Dennis and his wife Elizabeth work to strengthen the capacity of institutions, companies, causes and individuals working to bring global social, health, economic, food, agricultural and ecological systems into balance.
LESTER STRONG is the executive director of the Peaceful Guardians Project, which serves as a communication and conflict-resolution bridge between law enforcement and communities of color. Currently, he is the lead coordinator for the City of Kingston’s Re-envision Public Safety Task Force as mandated by New York Governor Cuomo in the wake of the George Floyd killing. The Task Force’s report is scheduled to be published by April 1, 2021.
Lester also co-facilitates a four-week anti-racism workshop series in New York’s Hudson Valley, entitled, “How to Help Heal Racism in America.”
Lester was an award-winning TV journalist and executive for 25 years in New York City, Boston, Atlanta and Charlotte. After leaving TV, Lester became the president and CEO of the Siddha Yoga Foundation, which coordinated the activities of yoga and meditation centers in 46 countries. He has maintained a daily meditation practice and the study of Eastern philosophies for many years.
Lester also served as Vice President of AARP Foundation’s Experience Corps; a tutoring/mentoring program that serves 30,000 elementary school students annually who struggle with reading.
He is married to Pat Courtney Strong, with whom he shares a blended family of five children and two grandchildren.
DIOR WILLIAMS is a junior at Rondout Valley High School (RVHS) in Stone Ridge, New York, where he is an active member of the RVHS Human Rights Club. He speaks on such issues as police reform, climate change, diversity synthesis, and the United Nations Sustainable Development Goals. He presented at the 2019 SUNY New Paltz Multicultural Conference to educators and administrators on incorporating social justice topics into the school curriculum. He also shared his reflections on the importance of peace work at the 2019 Mohonk Consultations Conference, “Creating and Sustaining Peace.” Along with the other members of the RVHS Human Rights Club, and their faculty mentor, Diana Zuckerman, Dior was a proud recipient of the 2020 Mohonk Consultations Distinguished Achievement Award for the club’s accomplishments on local, national, and global levels.

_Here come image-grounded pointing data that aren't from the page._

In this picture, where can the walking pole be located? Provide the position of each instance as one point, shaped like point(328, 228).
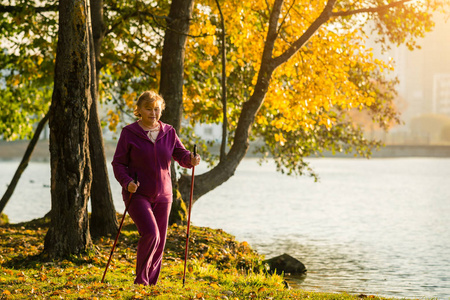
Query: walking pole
point(189, 219)
point(120, 228)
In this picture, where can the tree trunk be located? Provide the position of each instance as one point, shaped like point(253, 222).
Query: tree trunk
point(69, 114)
point(226, 168)
point(103, 218)
point(23, 163)
point(172, 63)
point(171, 84)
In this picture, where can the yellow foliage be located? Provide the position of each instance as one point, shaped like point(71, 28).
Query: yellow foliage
point(113, 119)
point(304, 92)
point(129, 99)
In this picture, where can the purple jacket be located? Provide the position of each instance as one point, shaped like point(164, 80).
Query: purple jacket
point(136, 153)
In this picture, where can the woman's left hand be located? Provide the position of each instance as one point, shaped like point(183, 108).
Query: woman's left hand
point(195, 161)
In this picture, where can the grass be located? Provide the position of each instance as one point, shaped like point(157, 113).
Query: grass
point(219, 267)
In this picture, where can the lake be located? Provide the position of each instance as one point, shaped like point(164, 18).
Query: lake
point(377, 227)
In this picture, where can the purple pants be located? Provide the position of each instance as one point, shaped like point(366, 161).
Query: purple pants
point(151, 219)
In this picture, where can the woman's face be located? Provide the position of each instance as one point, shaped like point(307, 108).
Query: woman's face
point(150, 113)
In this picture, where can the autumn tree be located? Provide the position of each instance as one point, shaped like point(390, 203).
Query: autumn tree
point(297, 68)
point(69, 149)
point(294, 71)
point(29, 32)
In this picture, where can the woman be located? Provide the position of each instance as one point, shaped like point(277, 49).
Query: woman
point(145, 148)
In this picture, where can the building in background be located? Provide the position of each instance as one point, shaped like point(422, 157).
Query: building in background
point(424, 87)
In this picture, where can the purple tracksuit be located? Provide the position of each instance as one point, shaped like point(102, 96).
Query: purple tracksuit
point(150, 205)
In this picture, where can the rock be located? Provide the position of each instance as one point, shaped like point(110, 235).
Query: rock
point(286, 264)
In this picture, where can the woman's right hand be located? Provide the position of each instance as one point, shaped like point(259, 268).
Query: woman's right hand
point(132, 187)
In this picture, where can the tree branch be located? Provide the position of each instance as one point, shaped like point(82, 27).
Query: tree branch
point(377, 9)
point(19, 8)
point(323, 18)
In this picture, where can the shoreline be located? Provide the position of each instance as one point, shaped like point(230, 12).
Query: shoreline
point(16, 149)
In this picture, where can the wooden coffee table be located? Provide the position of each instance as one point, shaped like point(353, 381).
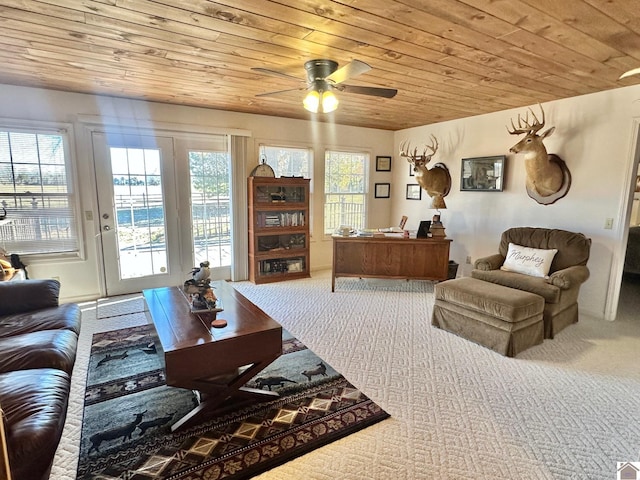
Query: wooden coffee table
point(214, 361)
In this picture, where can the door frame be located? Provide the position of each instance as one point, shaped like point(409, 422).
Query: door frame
point(240, 151)
point(101, 143)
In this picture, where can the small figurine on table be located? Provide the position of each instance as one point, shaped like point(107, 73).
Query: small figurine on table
point(199, 288)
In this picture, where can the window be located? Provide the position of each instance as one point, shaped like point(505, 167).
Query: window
point(36, 189)
point(345, 188)
point(210, 209)
point(288, 162)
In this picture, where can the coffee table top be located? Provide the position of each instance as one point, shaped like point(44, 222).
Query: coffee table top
point(178, 328)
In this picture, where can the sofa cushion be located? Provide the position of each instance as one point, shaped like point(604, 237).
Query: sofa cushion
point(35, 406)
point(27, 295)
point(529, 261)
point(44, 349)
point(505, 304)
point(66, 316)
point(537, 285)
point(573, 248)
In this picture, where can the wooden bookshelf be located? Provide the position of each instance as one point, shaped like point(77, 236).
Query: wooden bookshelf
point(278, 229)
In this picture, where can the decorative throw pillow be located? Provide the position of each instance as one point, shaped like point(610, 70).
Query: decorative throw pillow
point(530, 261)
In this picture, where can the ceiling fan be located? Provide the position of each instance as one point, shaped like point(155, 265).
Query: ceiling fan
point(324, 76)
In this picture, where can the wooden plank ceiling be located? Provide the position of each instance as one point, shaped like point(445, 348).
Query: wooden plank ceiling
point(448, 58)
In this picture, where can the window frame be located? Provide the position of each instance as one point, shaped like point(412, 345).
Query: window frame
point(66, 131)
point(366, 182)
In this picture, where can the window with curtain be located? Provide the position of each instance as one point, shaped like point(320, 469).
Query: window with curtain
point(345, 190)
point(37, 193)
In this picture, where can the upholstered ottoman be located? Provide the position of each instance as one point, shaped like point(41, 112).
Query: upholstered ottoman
point(500, 318)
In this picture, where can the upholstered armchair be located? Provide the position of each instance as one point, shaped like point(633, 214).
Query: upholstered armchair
point(559, 288)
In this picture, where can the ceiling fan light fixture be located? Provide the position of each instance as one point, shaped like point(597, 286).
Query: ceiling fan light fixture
point(323, 101)
point(329, 102)
point(312, 101)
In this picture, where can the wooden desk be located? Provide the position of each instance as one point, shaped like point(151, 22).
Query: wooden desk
point(390, 257)
point(206, 359)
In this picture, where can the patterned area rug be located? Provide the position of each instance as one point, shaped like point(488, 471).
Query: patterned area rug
point(126, 427)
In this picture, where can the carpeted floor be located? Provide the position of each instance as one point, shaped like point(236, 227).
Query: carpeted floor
point(560, 410)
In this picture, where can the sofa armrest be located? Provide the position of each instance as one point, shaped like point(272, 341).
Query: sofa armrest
point(28, 295)
point(492, 262)
point(569, 277)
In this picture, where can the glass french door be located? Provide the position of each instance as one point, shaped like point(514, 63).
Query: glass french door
point(204, 175)
point(137, 203)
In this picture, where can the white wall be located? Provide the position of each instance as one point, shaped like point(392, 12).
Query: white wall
point(80, 278)
point(595, 135)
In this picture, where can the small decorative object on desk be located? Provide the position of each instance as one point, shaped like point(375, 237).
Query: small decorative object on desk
point(199, 291)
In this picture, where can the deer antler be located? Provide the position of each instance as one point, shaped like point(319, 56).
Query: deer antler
point(524, 126)
point(412, 156)
point(406, 152)
point(433, 147)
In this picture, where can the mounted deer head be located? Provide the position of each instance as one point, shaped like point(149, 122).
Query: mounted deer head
point(548, 177)
point(435, 181)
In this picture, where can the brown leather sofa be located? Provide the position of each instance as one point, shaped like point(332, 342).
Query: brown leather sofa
point(38, 342)
point(561, 288)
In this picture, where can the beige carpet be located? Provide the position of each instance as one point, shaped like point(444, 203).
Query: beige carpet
point(561, 410)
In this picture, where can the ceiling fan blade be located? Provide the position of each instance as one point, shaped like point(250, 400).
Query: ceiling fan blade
point(350, 70)
point(276, 73)
point(374, 91)
point(269, 94)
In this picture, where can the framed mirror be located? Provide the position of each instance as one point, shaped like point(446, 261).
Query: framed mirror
point(483, 174)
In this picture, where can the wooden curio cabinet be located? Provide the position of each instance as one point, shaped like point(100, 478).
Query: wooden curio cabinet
point(278, 229)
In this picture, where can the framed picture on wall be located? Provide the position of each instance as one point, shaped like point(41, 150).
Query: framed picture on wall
point(383, 164)
point(382, 190)
point(483, 174)
point(414, 192)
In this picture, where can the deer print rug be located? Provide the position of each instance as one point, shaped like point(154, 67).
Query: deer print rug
point(128, 412)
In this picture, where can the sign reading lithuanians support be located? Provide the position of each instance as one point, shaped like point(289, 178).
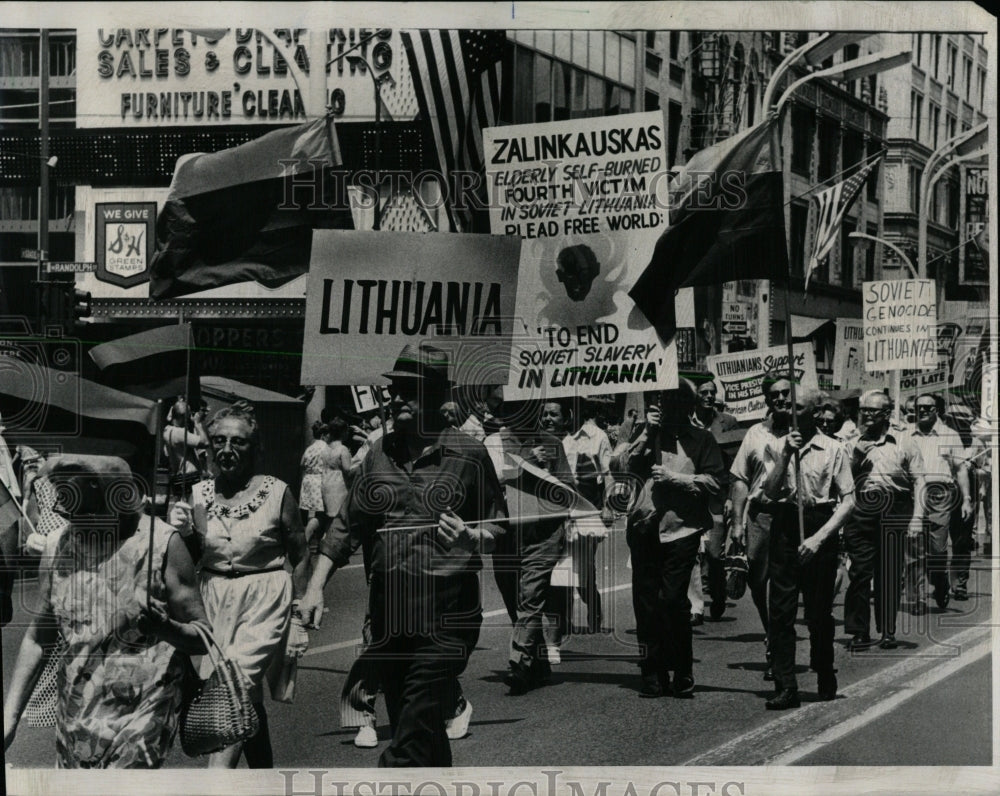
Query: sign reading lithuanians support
point(587, 197)
point(738, 376)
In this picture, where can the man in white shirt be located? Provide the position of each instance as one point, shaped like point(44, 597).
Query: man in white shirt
point(946, 476)
point(588, 451)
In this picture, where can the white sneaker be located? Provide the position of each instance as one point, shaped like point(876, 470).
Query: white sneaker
point(366, 738)
point(458, 727)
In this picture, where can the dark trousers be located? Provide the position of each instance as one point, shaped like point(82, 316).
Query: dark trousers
point(420, 654)
point(714, 566)
point(787, 578)
point(540, 552)
point(758, 548)
point(875, 540)
point(660, 576)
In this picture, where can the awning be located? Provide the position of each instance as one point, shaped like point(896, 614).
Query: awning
point(804, 326)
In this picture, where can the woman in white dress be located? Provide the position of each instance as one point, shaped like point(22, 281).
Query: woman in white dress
point(246, 526)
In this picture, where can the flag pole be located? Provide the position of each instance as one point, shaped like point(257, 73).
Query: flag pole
point(158, 412)
point(778, 161)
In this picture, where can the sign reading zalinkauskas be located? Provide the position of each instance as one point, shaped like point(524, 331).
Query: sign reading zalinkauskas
point(582, 194)
point(162, 76)
point(900, 324)
point(370, 294)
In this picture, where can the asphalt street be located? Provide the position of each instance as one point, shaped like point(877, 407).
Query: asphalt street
point(926, 703)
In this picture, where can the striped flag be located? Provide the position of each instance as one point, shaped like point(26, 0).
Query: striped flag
point(830, 208)
point(456, 75)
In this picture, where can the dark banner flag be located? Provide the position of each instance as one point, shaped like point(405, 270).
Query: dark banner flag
point(726, 223)
point(231, 216)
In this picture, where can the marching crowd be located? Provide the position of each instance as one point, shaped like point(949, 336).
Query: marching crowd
point(436, 481)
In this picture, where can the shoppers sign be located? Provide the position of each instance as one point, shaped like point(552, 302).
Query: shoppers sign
point(900, 329)
point(582, 194)
point(370, 294)
point(149, 77)
point(738, 376)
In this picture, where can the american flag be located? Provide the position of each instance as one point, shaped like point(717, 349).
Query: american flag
point(456, 75)
point(830, 208)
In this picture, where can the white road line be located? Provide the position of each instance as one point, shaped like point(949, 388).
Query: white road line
point(498, 612)
point(799, 732)
point(914, 687)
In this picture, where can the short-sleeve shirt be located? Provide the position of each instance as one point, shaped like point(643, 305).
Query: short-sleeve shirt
point(942, 451)
point(244, 537)
point(748, 466)
point(892, 462)
point(455, 473)
point(826, 471)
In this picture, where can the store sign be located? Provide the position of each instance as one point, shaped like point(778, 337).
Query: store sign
point(152, 77)
point(973, 253)
point(126, 239)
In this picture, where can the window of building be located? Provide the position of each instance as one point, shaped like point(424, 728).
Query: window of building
point(915, 172)
point(851, 52)
point(847, 252)
point(916, 113)
point(871, 229)
point(803, 132)
point(674, 119)
point(871, 186)
point(797, 233)
point(829, 148)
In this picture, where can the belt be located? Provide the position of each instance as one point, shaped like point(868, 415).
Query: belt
point(241, 573)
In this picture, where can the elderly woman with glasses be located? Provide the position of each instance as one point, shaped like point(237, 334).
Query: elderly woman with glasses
point(246, 526)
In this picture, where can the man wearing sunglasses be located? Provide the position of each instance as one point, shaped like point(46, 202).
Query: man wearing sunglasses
point(751, 507)
point(946, 474)
point(825, 487)
point(888, 472)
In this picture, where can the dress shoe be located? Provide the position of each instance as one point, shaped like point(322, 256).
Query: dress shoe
point(826, 686)
point(458, 727)
point(783, 700)
point(649, 687)
point(683, 686)
point(366, 738)
point(518, 682)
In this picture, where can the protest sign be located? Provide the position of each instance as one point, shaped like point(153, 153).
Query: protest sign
point(900, 329)
point(582, 194)
point(849, 358)
point(370, 294)
point(738, 376)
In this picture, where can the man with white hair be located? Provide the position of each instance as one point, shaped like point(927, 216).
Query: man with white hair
point(888, 472)
point(806, 564)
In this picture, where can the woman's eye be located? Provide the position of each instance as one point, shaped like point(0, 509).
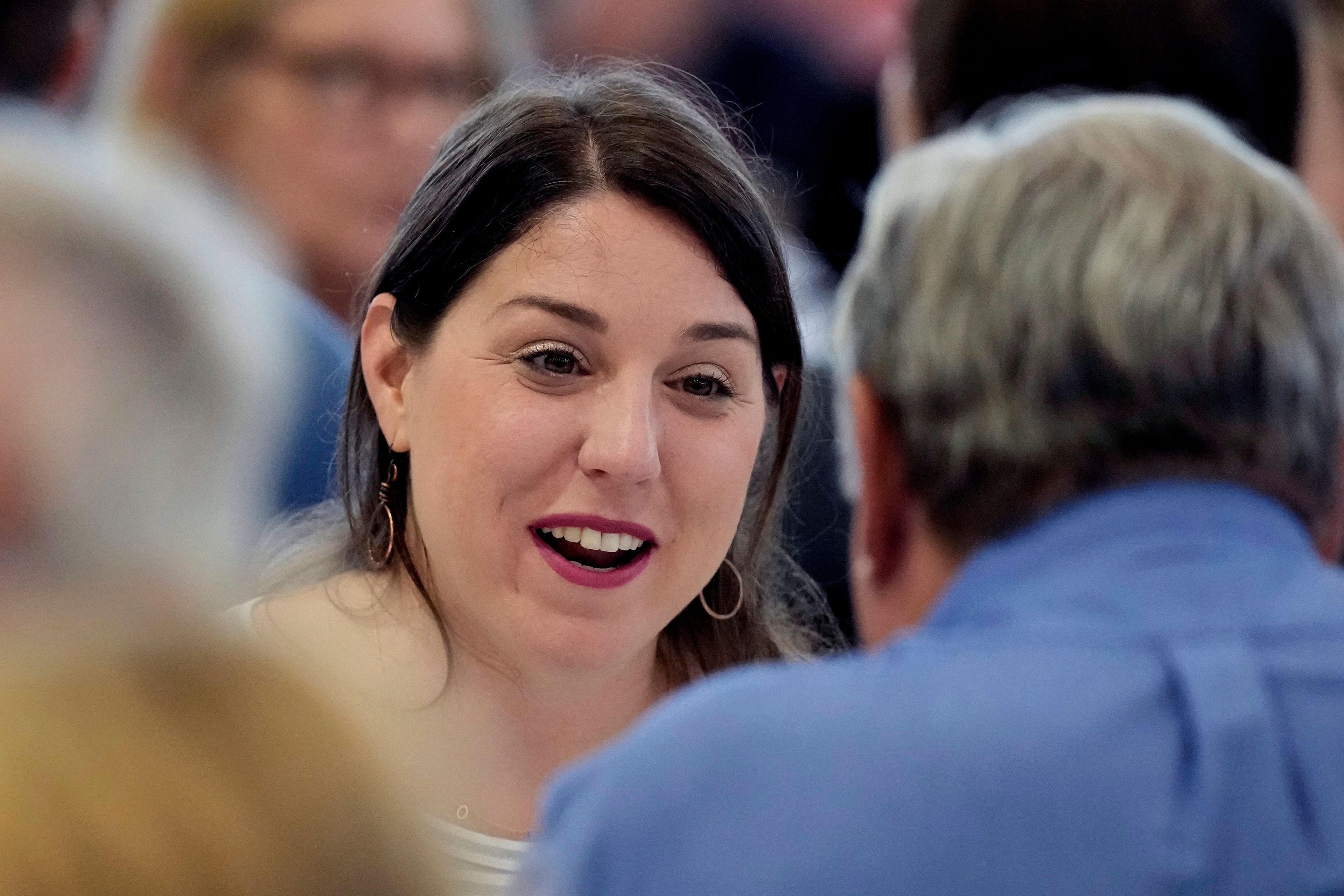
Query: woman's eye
point(707, 386)
point(702, 386)
point(553, 360)
point(558, 363)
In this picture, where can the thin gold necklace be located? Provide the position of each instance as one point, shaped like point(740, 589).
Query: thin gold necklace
point(464, 814)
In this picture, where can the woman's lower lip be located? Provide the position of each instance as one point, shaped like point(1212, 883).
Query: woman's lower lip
point(589, 578)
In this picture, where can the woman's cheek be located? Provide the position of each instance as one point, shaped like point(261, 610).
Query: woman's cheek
point(712, 468)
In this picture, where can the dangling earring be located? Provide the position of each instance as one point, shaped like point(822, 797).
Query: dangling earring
point(742, 593)
point(386, 508)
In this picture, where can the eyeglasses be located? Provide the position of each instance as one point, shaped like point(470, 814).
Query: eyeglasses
point(354, 84)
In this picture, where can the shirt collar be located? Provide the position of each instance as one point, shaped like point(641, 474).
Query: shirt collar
point(1116, 549)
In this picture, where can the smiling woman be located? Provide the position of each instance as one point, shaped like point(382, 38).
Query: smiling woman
point(565, 438)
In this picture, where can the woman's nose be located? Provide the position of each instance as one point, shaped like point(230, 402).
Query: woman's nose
point(623, 438)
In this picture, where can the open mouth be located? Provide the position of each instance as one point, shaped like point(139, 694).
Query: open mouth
point(592, 550)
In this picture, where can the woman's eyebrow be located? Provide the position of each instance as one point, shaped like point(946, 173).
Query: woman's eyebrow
point(707, 332)
point(569, 311)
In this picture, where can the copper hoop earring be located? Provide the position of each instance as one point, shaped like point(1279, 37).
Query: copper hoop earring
point(742, 593)
point(385, 487)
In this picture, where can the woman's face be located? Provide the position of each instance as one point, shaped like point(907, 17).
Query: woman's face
point(600, 381)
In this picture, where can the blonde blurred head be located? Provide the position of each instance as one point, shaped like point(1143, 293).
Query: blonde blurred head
point(181, 765)
point(319, 116)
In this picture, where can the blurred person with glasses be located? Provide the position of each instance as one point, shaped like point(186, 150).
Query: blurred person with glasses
point(312, 120)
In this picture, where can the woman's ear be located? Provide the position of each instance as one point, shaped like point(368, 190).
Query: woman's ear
point(385, 363)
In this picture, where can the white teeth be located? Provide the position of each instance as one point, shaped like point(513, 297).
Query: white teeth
point(595, 541)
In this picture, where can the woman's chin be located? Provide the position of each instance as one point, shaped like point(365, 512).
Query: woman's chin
point(568, 633)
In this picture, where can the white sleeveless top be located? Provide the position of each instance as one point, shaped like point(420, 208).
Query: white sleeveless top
point(478, 864)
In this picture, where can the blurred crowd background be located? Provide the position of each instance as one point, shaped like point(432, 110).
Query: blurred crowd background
point(193, 192)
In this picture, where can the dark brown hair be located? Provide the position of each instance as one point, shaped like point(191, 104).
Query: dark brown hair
point(521, 155)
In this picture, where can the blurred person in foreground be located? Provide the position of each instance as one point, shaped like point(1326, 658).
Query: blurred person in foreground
point(312, 120)
point(142, 378)
point(164, 762)
point(566, 441)
point(967, 58)
point(1322, 163)
point(1097, 422)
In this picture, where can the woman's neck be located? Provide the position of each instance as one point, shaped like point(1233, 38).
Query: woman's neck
point(491, 741)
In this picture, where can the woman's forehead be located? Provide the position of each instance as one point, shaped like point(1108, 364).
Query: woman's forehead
point(619, 257)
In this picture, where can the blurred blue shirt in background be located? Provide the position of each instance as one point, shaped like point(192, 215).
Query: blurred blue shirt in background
point(326, 350)
point(1142, 694)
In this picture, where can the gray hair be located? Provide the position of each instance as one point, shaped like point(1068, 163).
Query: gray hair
point(1092, 293)
point(164, 461)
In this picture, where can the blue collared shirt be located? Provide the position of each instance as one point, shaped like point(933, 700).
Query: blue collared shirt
point(1142, 694)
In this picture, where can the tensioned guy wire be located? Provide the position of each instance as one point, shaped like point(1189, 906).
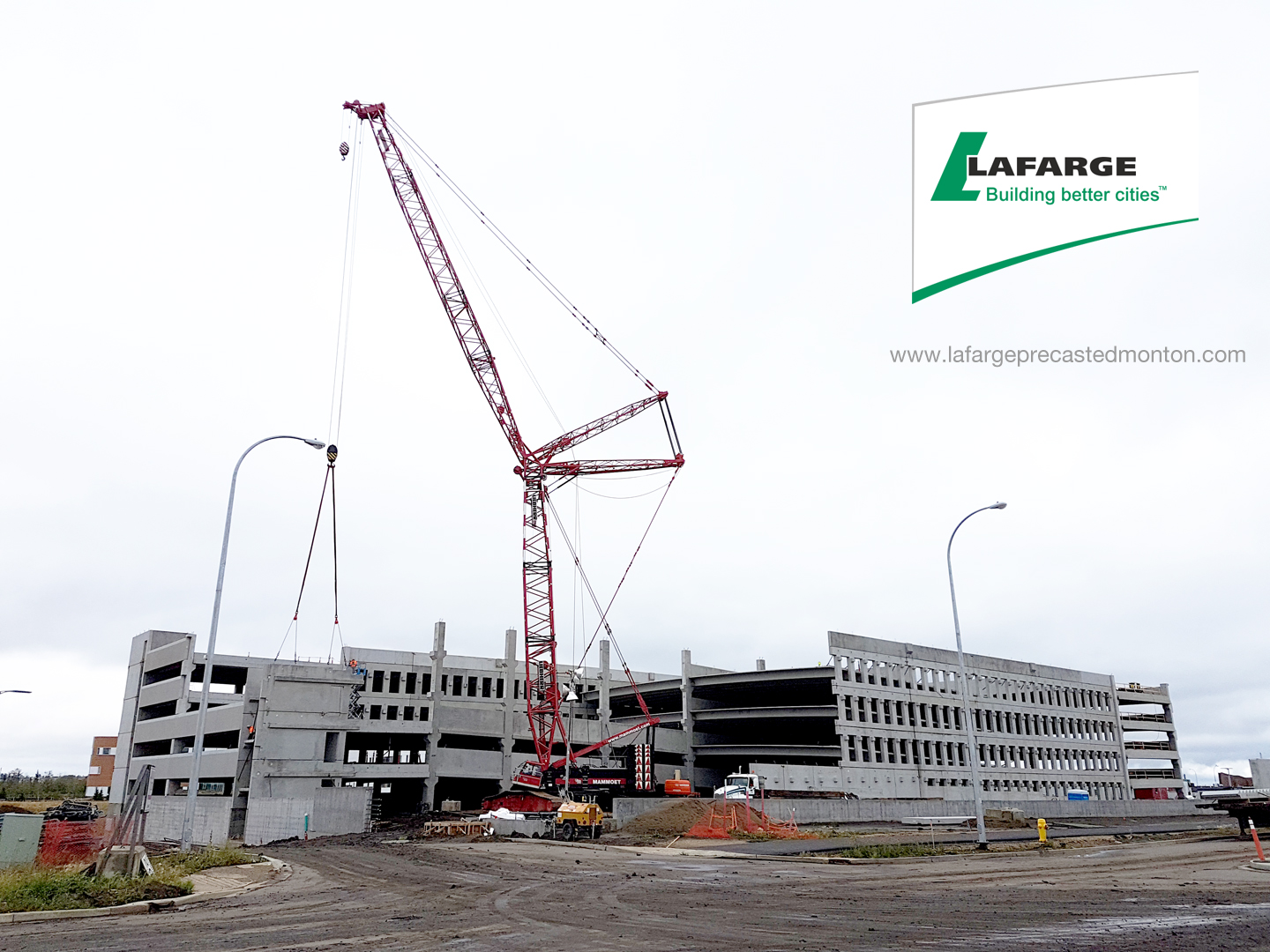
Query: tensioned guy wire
point(519, 256)
point(346, 290)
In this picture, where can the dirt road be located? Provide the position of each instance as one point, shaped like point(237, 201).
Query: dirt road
point(361, 894)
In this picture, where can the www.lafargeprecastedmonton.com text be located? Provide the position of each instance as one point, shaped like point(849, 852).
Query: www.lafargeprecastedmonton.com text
point(1022, 357)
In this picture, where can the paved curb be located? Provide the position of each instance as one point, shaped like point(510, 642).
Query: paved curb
point(761, 857)
point(146, 905)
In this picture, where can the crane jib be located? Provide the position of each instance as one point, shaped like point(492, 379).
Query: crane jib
point(542, 686)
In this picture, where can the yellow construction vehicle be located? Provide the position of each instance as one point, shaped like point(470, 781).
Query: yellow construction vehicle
point(574, 819)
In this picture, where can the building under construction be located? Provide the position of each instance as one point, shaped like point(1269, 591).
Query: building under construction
point(302, 746)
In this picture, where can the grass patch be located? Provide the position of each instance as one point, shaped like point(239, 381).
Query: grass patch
point(29, 889)
point(187, 863)
point(892, 851)
point(26, 890)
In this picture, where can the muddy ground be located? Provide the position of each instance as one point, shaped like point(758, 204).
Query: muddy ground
point(358, 893)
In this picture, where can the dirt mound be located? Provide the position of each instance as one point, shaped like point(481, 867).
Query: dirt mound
point(671, 819)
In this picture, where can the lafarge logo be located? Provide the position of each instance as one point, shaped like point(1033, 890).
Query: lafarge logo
point(964, 161)
point(1058, 167)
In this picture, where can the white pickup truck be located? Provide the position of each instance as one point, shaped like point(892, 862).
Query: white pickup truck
point(738, 786)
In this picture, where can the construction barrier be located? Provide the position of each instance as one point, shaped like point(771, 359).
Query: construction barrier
point(66, 842)
point(725, 820)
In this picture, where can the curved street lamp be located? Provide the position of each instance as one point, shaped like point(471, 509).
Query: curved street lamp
point(966, 692)
point(187, 829)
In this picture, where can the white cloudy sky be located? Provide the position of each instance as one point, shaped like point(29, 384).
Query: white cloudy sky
point(725, 190)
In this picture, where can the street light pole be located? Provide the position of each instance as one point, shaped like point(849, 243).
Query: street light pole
point(187, 829)
point(966, 692)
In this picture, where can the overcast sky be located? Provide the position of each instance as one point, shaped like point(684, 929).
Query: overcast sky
point(724, 188)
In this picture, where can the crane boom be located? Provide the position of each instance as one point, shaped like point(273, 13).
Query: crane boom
point(534, 467)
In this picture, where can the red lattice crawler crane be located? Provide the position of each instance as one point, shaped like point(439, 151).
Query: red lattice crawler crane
point(534, 466)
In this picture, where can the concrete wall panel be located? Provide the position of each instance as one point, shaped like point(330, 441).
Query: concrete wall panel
point(893, 810)
point(165, 816)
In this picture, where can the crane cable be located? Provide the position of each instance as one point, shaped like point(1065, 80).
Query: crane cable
point(332, 452)
point(346, 288)
point(603, 612)
point(519, 256)
point(489, 300)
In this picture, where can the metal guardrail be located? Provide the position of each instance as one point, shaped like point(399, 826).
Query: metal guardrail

Outside of school, Dior has an internship for the Ulster County Youth Bureau, where he works part-time and holds a seat as a youth board member. Dior takes part in Ulster County’s Brighter Future Initiative. Their mission is “to both promote restorative justice and host community empowerment activities and events.”
Dior plans to strengthen his powerful voice and intends to represent this generation and inspire future generations to do the same.